Djokovic, meanwhile, won the title in Rome, meaning that his default from the US Open after unintentionally hitting a line judge with a ball remains his only defeat in 2020. Thiem has not played anywhere since his triumph at Flushing Meadows but usually needs little time to adjust to clay.
Of the other Britons, Dan Evans faces a tricky opener against Nishikori, Cameron Norrie takes on Colombia’s Daniel Elahi Galan, the world No 152, and Liam Broady’s reward for battling through qualifying is an encounter with the experienced Czech, Jiri Vesely. Kyle Edmund is injured.

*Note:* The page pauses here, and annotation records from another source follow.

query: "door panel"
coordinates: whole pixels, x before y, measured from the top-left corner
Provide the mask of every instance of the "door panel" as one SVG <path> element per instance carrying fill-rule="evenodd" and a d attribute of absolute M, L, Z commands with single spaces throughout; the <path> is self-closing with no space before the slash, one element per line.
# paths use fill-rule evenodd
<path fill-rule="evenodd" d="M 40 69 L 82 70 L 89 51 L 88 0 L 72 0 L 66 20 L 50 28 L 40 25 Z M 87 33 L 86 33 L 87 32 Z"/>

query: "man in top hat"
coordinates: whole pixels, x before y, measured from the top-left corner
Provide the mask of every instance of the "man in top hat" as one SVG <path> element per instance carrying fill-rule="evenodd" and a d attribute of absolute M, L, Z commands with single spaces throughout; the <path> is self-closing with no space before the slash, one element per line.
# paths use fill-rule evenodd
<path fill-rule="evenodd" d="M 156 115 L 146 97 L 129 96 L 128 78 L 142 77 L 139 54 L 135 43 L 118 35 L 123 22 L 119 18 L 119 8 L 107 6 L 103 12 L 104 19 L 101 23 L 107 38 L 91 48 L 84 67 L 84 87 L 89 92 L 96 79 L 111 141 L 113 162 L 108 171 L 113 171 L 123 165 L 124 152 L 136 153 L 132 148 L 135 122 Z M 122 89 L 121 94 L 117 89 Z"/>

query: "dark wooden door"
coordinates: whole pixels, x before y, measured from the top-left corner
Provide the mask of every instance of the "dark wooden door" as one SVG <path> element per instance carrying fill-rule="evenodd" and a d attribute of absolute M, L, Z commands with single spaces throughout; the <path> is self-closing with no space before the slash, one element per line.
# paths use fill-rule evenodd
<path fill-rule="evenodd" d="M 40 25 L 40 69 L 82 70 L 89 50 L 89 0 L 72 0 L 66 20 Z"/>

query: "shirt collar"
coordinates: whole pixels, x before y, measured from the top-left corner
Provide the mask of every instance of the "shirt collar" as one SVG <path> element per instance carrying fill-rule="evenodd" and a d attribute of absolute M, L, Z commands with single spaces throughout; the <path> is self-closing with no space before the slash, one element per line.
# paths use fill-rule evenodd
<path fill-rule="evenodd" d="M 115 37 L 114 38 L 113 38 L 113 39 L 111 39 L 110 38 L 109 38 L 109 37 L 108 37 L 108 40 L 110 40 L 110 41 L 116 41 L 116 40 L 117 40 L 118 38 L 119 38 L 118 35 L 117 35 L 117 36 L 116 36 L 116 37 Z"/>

After many of the leading women skipped the US Open, some are back in Paris, though three of the world’s top seven will be absent. Naomi Osaka, the champion at Flushing Meadows, has a hamstring injury, Bianca Andreescu has not played for nearly a year because of a knee problem and Ashleigh Barty, the 2019 champion, having already missed New York, decided she would not travel to Europe because of the health risks and because she had not been able to train properly with her coach during the lockdown.
Serena Williams will be attempting once again to match Margaret Court’s all-time record of 24 Grand Slam singles titles. However, the former world No1 has now failed to lift the trophy at her last nine Grand Slam tournaments. That is the longest she has ever gone without claiming one of the sport’s four biggest prizes.
Victoria Azarenka has been in outstanding form since the resumption and reached her first Grand Slam final for seven years in New York, but clay is a big challenge for the 31-year-old Belarusian, who has won only one match at Roland Garros since 2015.
While Garbine Muguruza, the champion in 2016, performed well in Rome last week, the player who beat her and went on to win the title will be the clear favourite to lift the Suzanne Lenglen Trophy for a second time. Halep, who has also been runner-up twice, has been unbeaten since the restart, having also won the title in Prague.
British hopes in the women’s draw lie with Johanna Konta, who was given a short straw when she was paired with Cori Gauff in the opening round, and Heather Watson, who takes on Fiona Ferro, a 23-year-old Frenchwoman ranked No 49 in the world who is currently enjoying the best year of her career and won her second title last month in clay in Palermo.
For most players it promises to be a stop-start event. “Today, for example, we went out and practised for 10 minutes and even though it hadn’t even started raining they came and put the covers on the court,” Murray said. “A few minutes later it started raining, so we went back inside. We came back 30 or 40 minutes later, but just as they were about to take the covers off, it started raining again. You kind of get the feeling that’s going to happen a lot.”